How can she manage her own problems so that she still has the mental energy and the mental calm to cope with the hundreds of demands of a growing family? There are crises at examination times, upsets over love affairs, even fears of pregnancy, and it is not just that you feel guilty that it could be your fault—in one sense it is your fault, because you are no longer providing the calm and steadying security to which they have been accustomed. They know you are ill, they know you get irritable when you are burdened with problems, they know you get tired with just the minimum amount of work, they try to manage on their own and perhaps take on responsibilities which are beyond their years. They fail and when things which have been hidden come out into the open you realise with some justification that you really have failed them.

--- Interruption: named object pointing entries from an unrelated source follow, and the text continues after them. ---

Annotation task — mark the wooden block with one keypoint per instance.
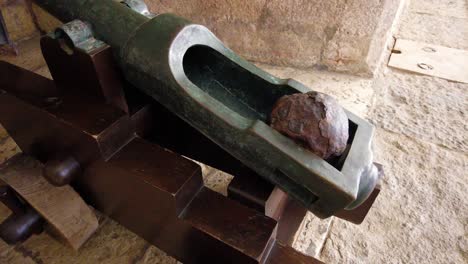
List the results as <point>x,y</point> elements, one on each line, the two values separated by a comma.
<point>428,59</point>
<point>61,207</point>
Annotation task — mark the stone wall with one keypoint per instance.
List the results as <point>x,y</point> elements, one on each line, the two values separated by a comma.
<point>341,35</point>
<point>18,20</point>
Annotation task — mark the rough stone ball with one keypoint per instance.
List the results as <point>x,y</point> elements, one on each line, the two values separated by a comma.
<point>314,120</point>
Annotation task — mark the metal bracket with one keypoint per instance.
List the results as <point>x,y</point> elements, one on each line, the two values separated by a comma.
<point>138,6</point>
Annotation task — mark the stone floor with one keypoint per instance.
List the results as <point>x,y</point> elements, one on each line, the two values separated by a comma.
<point>421,215</point>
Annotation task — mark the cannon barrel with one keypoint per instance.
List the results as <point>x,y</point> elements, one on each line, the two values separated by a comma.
<point>188,70</point>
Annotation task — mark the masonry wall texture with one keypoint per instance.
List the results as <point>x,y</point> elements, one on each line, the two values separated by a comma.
<point>341,35</point>
<point>18,20</point>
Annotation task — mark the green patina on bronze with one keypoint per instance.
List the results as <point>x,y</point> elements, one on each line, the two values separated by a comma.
<point>187,69</point>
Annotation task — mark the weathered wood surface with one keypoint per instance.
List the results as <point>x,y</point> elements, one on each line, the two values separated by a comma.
<point>67,214</point>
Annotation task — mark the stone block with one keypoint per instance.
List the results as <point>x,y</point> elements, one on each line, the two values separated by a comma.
<point>341,35</point>
<point>423,107</point>
<point>420,215</point>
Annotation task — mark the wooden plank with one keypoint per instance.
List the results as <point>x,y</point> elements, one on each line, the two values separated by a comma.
<point>428,59</point>
<point>65,211</point>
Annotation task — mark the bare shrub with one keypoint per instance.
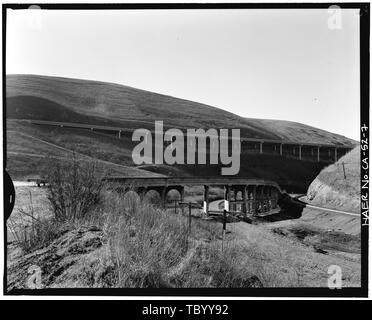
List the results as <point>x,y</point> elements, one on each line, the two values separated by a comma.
<point>31,232</point>
<point>74,188</point>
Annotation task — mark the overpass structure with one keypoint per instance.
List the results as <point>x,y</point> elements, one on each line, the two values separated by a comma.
<point>251,195</point>
<point>317,152</point>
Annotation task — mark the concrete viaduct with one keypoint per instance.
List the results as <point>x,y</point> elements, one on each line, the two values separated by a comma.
<point>297,150</point>
<point>251,195</point>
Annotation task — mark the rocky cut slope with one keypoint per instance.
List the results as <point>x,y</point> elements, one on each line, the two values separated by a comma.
<point>338,185</point>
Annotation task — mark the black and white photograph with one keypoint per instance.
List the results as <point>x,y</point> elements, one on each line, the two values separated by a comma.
<point>196,149</point>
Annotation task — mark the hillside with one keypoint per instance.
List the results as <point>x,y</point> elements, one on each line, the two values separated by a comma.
<point>91,102</point>
<point>334,189</point>
<point>74,100</point>
<point>294,131</point>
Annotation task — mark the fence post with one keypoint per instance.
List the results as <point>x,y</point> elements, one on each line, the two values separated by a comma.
<point>223,227</point>
<point>343,166</point>
<point>189,217</point>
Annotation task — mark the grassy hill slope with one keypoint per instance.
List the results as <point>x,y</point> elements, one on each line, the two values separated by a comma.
<point>334,189</point>
<point>65,99</point>
<point>73,100</point>
<point>294,131</point>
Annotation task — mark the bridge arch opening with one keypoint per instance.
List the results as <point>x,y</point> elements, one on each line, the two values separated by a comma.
<point>173,194</point>
<point>131,200</point>
<point>153,196</point>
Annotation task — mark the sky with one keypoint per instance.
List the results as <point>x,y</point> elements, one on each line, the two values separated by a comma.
<point>285,64</point>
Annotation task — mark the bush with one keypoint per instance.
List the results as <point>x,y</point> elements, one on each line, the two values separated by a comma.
<point>74,188</point>
<point>144,241</point>
<point>31,232</point>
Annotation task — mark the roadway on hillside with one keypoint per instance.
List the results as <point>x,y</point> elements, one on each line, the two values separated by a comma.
<point>301,202</point>
<point>88,158</point>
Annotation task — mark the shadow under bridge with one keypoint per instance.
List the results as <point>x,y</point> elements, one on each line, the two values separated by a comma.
<point>250,196</point>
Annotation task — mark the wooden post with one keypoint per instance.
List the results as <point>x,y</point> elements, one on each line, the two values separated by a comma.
<point>343,166</point>
<point>227,197</point>
<point>245,199</point>
<point>206,200</point>
<point>223,227</point>
<point>164,197</point>
<point>189,217</point>
<point>318,156</point>
<point>254,202</point>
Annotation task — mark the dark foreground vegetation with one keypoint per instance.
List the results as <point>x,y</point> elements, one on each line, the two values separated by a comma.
<point>95,237</point>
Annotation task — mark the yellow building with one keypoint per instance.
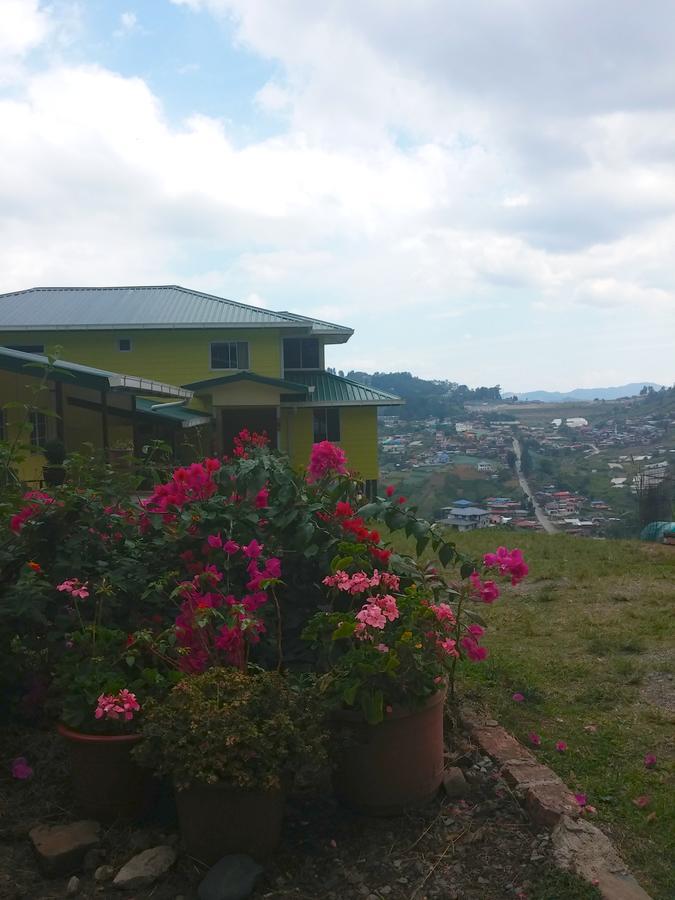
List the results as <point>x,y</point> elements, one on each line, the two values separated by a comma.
<point>239,366</point>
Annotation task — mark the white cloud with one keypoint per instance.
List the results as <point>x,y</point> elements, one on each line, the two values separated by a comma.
<point>128,23</point>
<point>421,177</point>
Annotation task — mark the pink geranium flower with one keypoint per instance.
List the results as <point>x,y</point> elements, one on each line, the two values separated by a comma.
<point>21,769</point>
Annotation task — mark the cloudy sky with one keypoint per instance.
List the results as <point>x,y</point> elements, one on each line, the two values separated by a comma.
<point>484,190</point>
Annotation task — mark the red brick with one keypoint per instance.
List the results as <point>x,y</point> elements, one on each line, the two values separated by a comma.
<point>499,744</point>
<point>547,803</point>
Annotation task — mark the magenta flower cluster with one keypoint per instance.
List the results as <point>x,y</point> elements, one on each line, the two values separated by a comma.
<point>212,619</point>
<point>326,459</point>
<point>507,562</point>
<point>122,705</point>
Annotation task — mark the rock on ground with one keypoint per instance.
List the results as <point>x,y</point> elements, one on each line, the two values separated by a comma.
<point>145,868</point>
<point>61,848</point>
<point>584,849</point>
<point>455,784</point>
<point>232,878</point>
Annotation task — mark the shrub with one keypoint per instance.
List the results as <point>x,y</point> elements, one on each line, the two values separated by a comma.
<point>245,730</point>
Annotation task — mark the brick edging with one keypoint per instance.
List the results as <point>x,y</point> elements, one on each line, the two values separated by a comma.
<point>578,845</point>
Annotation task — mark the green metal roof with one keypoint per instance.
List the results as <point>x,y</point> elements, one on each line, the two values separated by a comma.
<point>35,364</point>
<point>334,390</point>
<point>187,418</point>
<point>160,306</point>
<point>285,385</point>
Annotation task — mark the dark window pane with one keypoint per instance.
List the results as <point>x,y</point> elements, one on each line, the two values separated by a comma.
<point>39,433</point>
<point>27,348</point>
<point>241,362</point>
<point>292,353</point>
<point>320,432</point>
<point>229,355</point>
<point>333,423</point>
<point>310,353</point>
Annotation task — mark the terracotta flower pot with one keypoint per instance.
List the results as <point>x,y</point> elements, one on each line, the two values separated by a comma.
<point>216,820</point>
<point>397,765</point>
<point>107,782</point>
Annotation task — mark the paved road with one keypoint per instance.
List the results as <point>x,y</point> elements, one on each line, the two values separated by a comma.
<point>542,518</point>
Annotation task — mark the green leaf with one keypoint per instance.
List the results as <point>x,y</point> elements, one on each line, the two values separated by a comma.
<point>344,629</point>
<point>372,704</point>
<point>341,563</point>
<point>370,511</point>
<point>446,554</point>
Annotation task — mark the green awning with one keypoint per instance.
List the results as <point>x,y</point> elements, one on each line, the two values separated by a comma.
<point>333,390</point>
<point>180,415</point>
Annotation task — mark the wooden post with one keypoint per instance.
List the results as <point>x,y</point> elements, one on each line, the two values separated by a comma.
<point>58,399</point>
<point>105,432</point>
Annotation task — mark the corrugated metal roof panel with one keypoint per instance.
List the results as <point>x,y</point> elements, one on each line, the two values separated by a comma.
<point>35,364</point>
<point>332,389</point>
<point>163,306</point>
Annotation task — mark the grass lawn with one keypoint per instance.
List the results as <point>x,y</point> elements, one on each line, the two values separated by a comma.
<point>589,639</point>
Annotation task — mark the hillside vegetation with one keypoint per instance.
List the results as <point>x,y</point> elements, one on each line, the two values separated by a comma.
<point>589,640</point>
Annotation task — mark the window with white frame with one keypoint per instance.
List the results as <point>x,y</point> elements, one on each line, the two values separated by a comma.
<point>327,424</point>
<point>301,353</point>
<point>229,355</point>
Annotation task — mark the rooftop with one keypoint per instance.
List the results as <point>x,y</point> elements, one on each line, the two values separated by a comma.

There is no question of fault about getting ill but you do have some responsibility for getting tired, irritable, depressed and exhausted. There is the question of responsibility; are you trying to allocate your limited energy in the most sensible way? You must rest during the day. You must stop a job before you are exhausted. If it is possible and certainly, if it is too tiring for you, you must give up a job outside the home. If you do this, remember to fill the vacuum with interests other than your family or you may become even more irritable from boredom than from exhaustion. Do not be afraid to ask for help as cheerfully as you can and accept it sincerely and graciously.
I find that it does help my peace of mind if I try to remember each day, however briefly, the things for which I have to be thankful. This may sound very trite but life can be hard at times and if I can only find ten seconds to remember something for which I am thankful I hope that it will become as much a part of the discipline of my living as resting and diets.
It is easy to write these words of good advice but very much more difficult to follow them. I know only too well how often I fail, get exhausted and feel unable to cope; but one must never give up hope. We only have one life on this earth and it often seems to me that it is going to take me rather longer than that to live sensibly with multiple sclerosis. One can only keep trying and perhaps on the way become a little more philosophical and a little more patient with oneself as much as with others, particularly those who are closest and dearest to us.